Note: File three copies of this Form, one of which must be manually signed. If space is insufficient, see Instruction 6 for procedure.
Persons who respond to the collection of information contained in this form are not required to respond unless the form displays a currently valid OMB Number.

FAQ

What insider transactions did UNISYS CORP (UIS) report for Michael M. Thomson?

UNISYS CORP reported that President & CEO Michael M. Thomson received a grant of 1,234,568 common shares and had two tax-withholding dispositions totaling 32,798 shares at $2.43 per share, plus an indirect holding entry related to a USP Trust.

Was the Unisys (UIS) CEO insider activity a stock sale or tax withholding?

The Form 4 shows tax-withholding dispositions, not open-market sales.
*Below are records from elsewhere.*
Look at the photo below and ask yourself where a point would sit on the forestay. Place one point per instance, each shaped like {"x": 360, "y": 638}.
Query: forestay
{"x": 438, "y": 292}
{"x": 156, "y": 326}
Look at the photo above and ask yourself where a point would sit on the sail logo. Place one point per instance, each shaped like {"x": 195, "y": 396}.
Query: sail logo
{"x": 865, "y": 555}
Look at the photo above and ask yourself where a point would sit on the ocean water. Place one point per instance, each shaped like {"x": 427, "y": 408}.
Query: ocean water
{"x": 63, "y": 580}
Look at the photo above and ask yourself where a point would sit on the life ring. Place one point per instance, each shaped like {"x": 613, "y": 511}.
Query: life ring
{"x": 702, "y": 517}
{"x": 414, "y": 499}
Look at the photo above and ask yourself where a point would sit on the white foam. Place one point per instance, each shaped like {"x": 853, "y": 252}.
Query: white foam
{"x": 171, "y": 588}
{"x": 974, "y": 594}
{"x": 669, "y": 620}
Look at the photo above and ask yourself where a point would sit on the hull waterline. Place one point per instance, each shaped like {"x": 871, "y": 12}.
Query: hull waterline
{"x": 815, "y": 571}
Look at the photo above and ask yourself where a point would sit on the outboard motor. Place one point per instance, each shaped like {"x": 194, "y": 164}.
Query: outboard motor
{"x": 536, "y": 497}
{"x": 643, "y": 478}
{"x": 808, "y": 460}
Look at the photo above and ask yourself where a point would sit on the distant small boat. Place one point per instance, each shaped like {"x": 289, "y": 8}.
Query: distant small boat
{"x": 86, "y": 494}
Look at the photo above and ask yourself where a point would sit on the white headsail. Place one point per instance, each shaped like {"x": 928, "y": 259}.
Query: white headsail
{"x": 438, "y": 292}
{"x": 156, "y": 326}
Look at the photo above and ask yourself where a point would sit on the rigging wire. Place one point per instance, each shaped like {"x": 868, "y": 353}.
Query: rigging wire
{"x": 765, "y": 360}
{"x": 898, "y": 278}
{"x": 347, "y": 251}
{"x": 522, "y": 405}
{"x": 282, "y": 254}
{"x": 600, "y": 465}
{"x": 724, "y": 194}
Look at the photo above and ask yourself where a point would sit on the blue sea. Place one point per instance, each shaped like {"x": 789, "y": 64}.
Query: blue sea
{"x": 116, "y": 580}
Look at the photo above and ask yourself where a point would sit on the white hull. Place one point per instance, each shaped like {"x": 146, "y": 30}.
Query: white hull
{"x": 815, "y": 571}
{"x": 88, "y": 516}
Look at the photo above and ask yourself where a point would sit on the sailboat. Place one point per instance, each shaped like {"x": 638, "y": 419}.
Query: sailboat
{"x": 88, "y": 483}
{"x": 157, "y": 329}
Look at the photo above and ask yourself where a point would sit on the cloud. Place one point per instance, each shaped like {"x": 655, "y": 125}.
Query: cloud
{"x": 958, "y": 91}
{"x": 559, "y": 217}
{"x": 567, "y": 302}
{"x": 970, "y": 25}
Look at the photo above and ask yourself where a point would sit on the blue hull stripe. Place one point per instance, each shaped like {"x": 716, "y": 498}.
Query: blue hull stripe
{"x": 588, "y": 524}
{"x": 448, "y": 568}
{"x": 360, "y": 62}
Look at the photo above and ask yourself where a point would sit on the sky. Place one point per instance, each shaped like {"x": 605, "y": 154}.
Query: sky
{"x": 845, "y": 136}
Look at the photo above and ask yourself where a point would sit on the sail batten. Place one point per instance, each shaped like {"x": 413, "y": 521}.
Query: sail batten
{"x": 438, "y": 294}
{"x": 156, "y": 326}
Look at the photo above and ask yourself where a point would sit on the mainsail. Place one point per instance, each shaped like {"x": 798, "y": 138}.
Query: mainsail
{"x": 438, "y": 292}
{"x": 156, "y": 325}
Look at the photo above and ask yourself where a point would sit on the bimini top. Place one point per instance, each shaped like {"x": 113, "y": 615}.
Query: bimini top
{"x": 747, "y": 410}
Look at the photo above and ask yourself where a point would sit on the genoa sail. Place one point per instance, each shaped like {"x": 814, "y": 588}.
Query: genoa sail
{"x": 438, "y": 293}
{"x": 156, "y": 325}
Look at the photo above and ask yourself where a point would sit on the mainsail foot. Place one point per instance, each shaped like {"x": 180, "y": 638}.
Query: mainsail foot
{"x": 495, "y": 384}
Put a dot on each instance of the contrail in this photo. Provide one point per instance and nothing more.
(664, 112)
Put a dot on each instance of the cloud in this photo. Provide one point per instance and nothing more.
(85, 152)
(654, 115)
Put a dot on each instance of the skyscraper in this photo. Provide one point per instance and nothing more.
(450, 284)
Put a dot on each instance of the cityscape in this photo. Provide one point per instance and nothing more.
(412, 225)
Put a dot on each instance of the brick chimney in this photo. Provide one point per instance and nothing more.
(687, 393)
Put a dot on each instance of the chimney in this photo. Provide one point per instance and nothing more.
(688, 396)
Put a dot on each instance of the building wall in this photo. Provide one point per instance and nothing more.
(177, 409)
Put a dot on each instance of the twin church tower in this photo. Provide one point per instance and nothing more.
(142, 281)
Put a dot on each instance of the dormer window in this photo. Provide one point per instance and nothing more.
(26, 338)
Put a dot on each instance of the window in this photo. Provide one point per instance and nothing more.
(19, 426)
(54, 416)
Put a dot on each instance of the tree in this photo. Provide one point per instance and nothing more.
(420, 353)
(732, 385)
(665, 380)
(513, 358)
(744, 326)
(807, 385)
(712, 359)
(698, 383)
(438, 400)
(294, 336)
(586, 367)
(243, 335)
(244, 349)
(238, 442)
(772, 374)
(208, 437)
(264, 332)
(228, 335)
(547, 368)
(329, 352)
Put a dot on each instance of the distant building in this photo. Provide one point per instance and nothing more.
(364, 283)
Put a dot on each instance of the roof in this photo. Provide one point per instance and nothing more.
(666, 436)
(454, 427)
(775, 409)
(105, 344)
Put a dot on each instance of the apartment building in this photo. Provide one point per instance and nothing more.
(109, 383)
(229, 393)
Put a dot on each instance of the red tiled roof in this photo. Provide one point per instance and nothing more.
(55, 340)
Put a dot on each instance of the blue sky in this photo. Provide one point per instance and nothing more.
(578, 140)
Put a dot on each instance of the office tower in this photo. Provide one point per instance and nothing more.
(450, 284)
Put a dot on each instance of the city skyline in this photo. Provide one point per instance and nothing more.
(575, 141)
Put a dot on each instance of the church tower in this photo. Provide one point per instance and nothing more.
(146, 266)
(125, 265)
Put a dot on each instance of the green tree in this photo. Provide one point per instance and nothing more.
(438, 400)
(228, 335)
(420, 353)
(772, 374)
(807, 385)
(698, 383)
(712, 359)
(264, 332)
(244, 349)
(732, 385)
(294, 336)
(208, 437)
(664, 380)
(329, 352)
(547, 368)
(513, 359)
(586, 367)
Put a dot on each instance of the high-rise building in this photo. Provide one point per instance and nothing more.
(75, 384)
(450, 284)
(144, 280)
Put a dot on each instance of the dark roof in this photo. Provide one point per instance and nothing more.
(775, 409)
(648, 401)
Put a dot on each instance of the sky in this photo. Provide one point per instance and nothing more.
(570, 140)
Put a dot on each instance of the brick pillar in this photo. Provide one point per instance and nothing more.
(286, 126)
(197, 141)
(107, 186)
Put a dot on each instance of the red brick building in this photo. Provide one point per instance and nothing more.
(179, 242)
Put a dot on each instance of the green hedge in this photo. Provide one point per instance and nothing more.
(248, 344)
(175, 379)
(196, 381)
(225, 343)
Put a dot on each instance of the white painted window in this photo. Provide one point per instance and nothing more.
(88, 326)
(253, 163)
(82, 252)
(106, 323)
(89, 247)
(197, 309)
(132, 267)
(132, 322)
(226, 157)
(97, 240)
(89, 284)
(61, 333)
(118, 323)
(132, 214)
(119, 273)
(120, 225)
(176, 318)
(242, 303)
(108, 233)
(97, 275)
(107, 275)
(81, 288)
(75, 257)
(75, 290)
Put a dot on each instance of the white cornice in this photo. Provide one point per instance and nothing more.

Two transactions on February 26 and 27, 2026, disposed of 12,187 and 20,611 common shares at $2.43 per share to satisfy tax liabilities linked to equity awards.

How many Unisys (UIS) shares were granted to CEO Michael M. Thomson?

Michael M. Thomson received a grant or award of 1,234,568 Unisys common shares on February 27, 2026, at a stated price of $0.0000 per share, indicating an equity-based compensation award rather than a market purchase.

What prices were reported for the Unisys (UIS) CEO’s Form 4 transactions?

The tax-withholding dispositions on February 26 and 27, 2026, were reported at $2.43 per share. The large grant of 1,234,568 common shares was recorded with a transaction price of $0.0000 per share, consistent with a non-cash equity award.

Does the Unisys (UIS) Form 4 show indirect ownership for the CEO?

Yes. The filing includes an indirect ownership entry of 7,519 Unisys common shares held “By: USP Trust.” This reflects shares attributed through a trust arrangement, separate from the CEO’s directly held common stock positions.